午前は統計・機械学習の手法のセッションに出る。Percy Liang の "Learning Semantic Correspondences with Less Supervision" が一番の目当てだったが、話を聞くとそんなに目新しいような感じではなかった(このセッションよりは Semantics のセッションのほうが合っているような?)。生成モデルで文章と logical form の対応づけをする、というのがキモで、あとは生成モデルをマルコフモデルにしたらうまくいった、という話(でも質問でも何人か聞いていたが、マルコフモデルでなんでうまく行くのだろう。なにもしないよりはましだと思うのだが、グローバルな制約はマルコフロジックとかで書かないとだめなのでは?)。

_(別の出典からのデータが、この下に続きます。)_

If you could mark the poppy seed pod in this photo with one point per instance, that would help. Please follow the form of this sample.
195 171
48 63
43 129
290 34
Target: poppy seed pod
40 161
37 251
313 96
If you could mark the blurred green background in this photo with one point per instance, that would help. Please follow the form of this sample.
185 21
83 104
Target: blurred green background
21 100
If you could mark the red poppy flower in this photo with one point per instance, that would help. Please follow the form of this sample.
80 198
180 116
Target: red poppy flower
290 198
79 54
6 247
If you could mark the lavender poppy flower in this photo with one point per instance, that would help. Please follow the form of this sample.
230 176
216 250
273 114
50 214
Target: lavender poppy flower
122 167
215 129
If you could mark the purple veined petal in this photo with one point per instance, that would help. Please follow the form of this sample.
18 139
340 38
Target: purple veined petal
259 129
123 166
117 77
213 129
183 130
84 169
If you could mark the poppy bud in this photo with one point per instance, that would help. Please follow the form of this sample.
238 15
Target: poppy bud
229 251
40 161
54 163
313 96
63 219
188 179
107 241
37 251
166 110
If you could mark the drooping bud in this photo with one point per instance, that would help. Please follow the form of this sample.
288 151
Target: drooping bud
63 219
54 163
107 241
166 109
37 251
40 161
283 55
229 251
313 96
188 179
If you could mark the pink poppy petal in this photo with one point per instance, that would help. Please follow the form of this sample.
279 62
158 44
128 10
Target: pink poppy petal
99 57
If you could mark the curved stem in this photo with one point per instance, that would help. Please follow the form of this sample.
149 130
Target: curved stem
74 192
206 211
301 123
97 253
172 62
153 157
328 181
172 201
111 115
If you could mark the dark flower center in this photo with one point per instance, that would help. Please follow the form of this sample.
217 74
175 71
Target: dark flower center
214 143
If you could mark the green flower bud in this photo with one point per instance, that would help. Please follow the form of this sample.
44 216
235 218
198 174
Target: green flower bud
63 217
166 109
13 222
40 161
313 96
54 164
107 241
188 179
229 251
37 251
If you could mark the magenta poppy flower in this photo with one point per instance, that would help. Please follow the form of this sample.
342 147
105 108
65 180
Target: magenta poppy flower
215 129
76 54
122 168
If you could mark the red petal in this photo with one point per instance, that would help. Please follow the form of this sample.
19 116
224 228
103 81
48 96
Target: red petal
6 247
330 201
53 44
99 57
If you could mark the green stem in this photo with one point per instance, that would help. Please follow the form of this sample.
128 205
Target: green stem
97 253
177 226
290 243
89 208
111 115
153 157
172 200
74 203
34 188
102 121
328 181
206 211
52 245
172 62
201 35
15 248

他のトークは、daiti-m さんの話のほうが(なにに使えるかはさておき)おもしろいと思うのだが、人も一気に減ったし質問もあまり出なかった(EMNLP のほうが盛り上がるんだろうか)。このセッション最後の "Knowing the Unseen: Estimating Vocabulary Size over Unseen Samples" の Suma は MSR のインターン同期だったのだが、こういう形で再開できて嬉しいものである。彼女も元気にやっているそうだ。

Student Lunch ではフランス・インドネシアからの学生たち、中国・イギリス・韓国からの留学生たちと食べる。それぞれの国で PhD の学生生活について聞いてみたらやっぱりそれぞれ違う。中国の清華(下記コメント参照)大学の話を聞いたら、国際的なインデックスに登録されるジャーナルか国際会議に4本通さないと卒業できないらしく、それでみんながんばってがんがんトップ会議に論文出すそうだ。道理で……。

午後は機械翻訳のセッションと情報抽出のセッションに出る。どれもどうだというものではないが、McIntosh and Curren の "Reducing Semantic Drift with Bagging and Distributional Similarity" は関連研究なので聞かなければ、と思って行ったので、一応感想を書いておくと、確かにいろいろ調べていてたぶんよいのだろうなとは思うのだが、実験設定が一般的な設定ではない(毎回の反復で5個のインスタンス・5個のパターンを取得しているが、意味クラスを学習するタスクで取得するインスタンス数としては少なすぎるし、パターン数としては多すぎる)ので、本当にいいのかどうかが分からない。この個数で1000個取得するためには200回反復を繰り返さないといけないはずだが、200回も反復を繰り返す前に必ずドリフトするはず(power method 使うと収束するのはせいぜい数十回)で、なにか違うことをやっているはずなのだが、なにが違うのか発表だけでは分からず。あと意味ドリフトの検出の式を提案したとあるが、shimpei-m くんもこういう話を今年の言語処理学会の年次大会でやっていたので、もうちょっとがんばればよかったのになぁ、と思ったり思わなかったり(仕事しながら研究は難しいのだろうけど……)。

しかし時差ボケが午後襲ってきて途中から激烈に眠かった。明日に備えて寝ることとしよう。